Formation testing is one of the key steps of reservoir evaluation and provides essential information about static pressure of reservoir layers, water-hydrocarbon contact depth and hydrocarbon volume in place. In a gas bearing zone drilled with water-based mud (or oil-based mud), the pressure measurements in the gas zone are influenced by mud filtrate (liquid) invasion effect. The formation tester measures the pressure of filtrate, which is less than the reservoir pressure for the gas phase by an amount equal to the capillary pressure.

In tight formations, a reliable determination of pressure gradient is challenging due the low reservoir permeability, weak mud cake build-up on the wellbore wall, continuous invasion of the mud filtrate from the wellbore into the reservoir, and by the effect capillary pressure that causes mud filtrate to be imbibed into the reservoir. Thus, the measured pressure in tight reservoirs may be different than the actual formation pressure as a result of the supercharging effect.
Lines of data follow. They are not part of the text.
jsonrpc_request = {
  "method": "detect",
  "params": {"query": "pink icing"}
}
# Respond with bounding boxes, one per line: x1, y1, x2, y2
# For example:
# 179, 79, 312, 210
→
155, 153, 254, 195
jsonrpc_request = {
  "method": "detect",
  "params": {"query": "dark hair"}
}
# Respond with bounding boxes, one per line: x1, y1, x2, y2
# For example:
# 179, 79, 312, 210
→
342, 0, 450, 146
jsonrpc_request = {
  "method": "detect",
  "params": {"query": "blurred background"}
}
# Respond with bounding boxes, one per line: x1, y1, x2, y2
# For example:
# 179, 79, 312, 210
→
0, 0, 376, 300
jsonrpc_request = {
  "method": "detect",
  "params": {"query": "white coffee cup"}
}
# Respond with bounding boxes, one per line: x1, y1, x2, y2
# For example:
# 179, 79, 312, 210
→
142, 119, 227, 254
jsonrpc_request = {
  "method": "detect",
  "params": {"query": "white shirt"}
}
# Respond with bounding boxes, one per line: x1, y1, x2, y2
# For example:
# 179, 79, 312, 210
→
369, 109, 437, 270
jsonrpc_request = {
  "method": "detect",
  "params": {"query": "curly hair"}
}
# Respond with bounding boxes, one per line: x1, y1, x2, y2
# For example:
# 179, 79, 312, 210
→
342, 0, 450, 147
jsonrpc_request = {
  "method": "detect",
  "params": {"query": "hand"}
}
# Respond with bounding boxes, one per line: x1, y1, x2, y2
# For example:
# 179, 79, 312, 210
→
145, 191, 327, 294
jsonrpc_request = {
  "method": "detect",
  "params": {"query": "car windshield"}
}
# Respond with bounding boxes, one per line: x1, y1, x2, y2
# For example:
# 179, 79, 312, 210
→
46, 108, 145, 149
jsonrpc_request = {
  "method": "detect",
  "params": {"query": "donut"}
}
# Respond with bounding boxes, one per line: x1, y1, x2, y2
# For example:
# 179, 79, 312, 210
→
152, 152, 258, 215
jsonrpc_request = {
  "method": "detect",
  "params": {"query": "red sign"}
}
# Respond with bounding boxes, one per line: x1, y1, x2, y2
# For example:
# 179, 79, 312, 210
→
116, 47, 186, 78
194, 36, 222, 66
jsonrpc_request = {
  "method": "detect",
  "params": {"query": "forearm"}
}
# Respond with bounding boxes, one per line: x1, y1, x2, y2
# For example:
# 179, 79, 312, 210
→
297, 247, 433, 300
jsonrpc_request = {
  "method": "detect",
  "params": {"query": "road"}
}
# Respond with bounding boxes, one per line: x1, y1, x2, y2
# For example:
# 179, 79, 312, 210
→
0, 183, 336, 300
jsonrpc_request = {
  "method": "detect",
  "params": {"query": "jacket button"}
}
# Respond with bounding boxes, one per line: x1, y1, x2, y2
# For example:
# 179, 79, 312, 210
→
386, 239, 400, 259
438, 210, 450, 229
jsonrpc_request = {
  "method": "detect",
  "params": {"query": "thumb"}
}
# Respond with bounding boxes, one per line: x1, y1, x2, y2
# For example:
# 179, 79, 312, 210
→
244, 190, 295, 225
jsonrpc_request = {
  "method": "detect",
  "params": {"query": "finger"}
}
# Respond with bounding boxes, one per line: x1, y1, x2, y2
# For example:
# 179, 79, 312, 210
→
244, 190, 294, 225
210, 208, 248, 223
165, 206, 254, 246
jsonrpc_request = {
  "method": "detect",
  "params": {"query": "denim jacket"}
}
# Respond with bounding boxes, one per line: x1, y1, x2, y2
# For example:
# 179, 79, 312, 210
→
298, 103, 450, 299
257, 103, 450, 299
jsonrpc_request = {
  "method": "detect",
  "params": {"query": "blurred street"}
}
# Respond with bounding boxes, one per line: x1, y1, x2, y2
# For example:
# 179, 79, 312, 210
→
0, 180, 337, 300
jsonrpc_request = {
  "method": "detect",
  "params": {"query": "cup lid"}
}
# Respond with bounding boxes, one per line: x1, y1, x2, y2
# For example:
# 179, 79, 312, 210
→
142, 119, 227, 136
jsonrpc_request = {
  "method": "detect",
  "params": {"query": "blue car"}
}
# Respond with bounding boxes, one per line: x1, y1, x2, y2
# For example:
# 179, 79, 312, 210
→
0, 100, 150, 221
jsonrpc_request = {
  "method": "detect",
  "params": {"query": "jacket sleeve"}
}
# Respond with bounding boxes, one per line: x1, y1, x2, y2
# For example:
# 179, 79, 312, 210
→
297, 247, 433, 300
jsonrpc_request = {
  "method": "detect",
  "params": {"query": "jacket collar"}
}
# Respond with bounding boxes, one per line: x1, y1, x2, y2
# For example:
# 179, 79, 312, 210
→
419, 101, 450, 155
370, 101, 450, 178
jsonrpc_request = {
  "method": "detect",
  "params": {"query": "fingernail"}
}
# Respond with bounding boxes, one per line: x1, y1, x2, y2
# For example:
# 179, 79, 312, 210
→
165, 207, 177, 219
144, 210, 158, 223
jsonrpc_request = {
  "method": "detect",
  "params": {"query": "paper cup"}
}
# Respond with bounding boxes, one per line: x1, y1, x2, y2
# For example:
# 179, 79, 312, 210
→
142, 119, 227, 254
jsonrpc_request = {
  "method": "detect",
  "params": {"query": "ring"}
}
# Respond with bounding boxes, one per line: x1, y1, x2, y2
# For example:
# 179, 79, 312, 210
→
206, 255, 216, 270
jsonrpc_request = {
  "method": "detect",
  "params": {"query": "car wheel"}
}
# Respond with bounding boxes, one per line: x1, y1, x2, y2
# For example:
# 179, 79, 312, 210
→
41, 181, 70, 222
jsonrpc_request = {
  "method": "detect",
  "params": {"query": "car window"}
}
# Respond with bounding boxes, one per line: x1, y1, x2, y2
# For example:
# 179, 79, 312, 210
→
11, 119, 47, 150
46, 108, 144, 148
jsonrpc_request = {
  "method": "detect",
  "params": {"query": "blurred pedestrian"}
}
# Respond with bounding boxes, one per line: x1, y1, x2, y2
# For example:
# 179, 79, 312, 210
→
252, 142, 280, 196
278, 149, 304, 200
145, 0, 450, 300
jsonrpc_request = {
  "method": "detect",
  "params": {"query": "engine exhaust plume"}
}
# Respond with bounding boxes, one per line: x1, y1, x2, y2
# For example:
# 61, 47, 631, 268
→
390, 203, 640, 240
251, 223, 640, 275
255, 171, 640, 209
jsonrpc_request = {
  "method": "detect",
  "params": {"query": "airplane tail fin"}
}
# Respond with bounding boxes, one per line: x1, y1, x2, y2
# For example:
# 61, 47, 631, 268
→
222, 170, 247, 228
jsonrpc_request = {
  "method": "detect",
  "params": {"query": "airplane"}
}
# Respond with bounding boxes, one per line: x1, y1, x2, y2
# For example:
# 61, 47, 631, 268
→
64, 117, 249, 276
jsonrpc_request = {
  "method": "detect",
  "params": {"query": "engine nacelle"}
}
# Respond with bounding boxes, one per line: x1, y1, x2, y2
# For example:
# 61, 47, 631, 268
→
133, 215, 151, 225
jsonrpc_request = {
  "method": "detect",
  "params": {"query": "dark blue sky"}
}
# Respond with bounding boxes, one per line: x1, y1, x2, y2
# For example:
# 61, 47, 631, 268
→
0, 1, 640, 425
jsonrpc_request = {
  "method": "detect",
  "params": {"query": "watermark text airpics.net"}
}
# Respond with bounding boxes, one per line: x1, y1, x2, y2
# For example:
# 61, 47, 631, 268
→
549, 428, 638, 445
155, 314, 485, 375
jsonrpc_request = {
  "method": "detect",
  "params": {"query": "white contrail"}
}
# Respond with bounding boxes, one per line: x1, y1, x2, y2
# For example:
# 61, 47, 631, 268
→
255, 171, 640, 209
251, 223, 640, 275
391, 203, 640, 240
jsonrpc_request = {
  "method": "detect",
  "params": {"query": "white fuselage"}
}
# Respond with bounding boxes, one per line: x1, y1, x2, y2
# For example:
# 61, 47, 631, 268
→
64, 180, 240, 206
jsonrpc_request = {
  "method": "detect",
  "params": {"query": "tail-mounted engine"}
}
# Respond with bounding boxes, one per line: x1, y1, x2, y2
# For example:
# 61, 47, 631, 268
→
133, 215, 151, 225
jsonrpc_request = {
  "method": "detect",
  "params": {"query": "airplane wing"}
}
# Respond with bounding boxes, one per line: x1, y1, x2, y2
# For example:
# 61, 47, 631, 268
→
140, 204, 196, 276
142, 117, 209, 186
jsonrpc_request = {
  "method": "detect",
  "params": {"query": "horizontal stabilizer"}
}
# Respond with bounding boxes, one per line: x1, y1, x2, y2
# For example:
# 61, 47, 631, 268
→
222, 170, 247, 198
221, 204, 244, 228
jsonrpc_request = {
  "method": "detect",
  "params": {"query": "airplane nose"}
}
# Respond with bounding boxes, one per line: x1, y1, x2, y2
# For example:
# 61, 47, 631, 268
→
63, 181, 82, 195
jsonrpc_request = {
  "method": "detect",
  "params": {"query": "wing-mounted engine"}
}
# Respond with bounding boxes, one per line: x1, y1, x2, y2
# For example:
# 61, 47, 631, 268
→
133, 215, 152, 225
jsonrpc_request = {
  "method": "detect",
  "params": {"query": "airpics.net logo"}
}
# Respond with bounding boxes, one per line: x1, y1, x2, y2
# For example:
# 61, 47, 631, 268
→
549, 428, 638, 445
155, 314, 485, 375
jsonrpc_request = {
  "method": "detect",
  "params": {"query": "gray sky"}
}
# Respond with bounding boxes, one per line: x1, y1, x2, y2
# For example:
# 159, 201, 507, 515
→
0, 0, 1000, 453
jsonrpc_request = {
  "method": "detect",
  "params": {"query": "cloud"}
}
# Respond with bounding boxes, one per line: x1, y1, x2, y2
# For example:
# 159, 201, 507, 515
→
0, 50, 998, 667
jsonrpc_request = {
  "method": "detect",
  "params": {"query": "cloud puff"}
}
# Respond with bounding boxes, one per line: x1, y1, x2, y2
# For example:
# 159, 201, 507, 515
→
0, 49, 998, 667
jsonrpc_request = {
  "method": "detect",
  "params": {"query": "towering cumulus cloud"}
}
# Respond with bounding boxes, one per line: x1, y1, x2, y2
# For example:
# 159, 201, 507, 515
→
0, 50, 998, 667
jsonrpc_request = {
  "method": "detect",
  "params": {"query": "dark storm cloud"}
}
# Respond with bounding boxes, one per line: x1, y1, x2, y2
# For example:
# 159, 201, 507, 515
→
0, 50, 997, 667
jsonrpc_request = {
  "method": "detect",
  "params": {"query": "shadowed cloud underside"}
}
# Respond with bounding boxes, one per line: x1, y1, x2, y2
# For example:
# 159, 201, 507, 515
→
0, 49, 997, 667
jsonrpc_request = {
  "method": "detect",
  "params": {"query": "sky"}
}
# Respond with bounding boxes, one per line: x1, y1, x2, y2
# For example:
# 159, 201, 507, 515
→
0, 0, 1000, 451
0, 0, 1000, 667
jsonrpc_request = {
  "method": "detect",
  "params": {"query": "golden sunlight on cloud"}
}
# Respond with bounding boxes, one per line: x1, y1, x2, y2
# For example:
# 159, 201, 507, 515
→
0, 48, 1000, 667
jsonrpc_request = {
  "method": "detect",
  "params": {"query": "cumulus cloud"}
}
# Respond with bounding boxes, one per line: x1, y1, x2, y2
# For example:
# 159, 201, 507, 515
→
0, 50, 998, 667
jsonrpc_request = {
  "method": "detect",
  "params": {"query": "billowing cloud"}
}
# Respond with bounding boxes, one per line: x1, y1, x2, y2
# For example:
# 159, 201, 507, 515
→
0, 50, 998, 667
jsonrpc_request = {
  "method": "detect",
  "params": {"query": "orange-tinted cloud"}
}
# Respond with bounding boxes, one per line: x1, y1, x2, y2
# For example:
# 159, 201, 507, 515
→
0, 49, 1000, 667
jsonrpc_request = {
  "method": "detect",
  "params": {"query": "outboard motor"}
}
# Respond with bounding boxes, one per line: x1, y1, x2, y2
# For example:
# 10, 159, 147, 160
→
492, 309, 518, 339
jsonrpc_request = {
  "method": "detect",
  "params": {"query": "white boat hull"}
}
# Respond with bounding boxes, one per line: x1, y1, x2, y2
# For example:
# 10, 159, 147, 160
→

This paper examines the estimation of the true formation pressure in tight gas reservoirs using numerical simulation approach and evaluates the effect of filtrate invasion and capillary pressure on the measured formation pressure and the gas-water contact depth. The results highlighted that due to the mud filtrate invasion into a gas zone in a tight reservoir, the measured pressure may be less than the actual reservoir pressure, and also pressure gradient may be over-estimated. Therefore in tight gas reservoirs, the under-estimated reservoir pressure and over-estimated pressure gradient may make the measured water-gas contact depth to be different than the actual water-gas contact depth.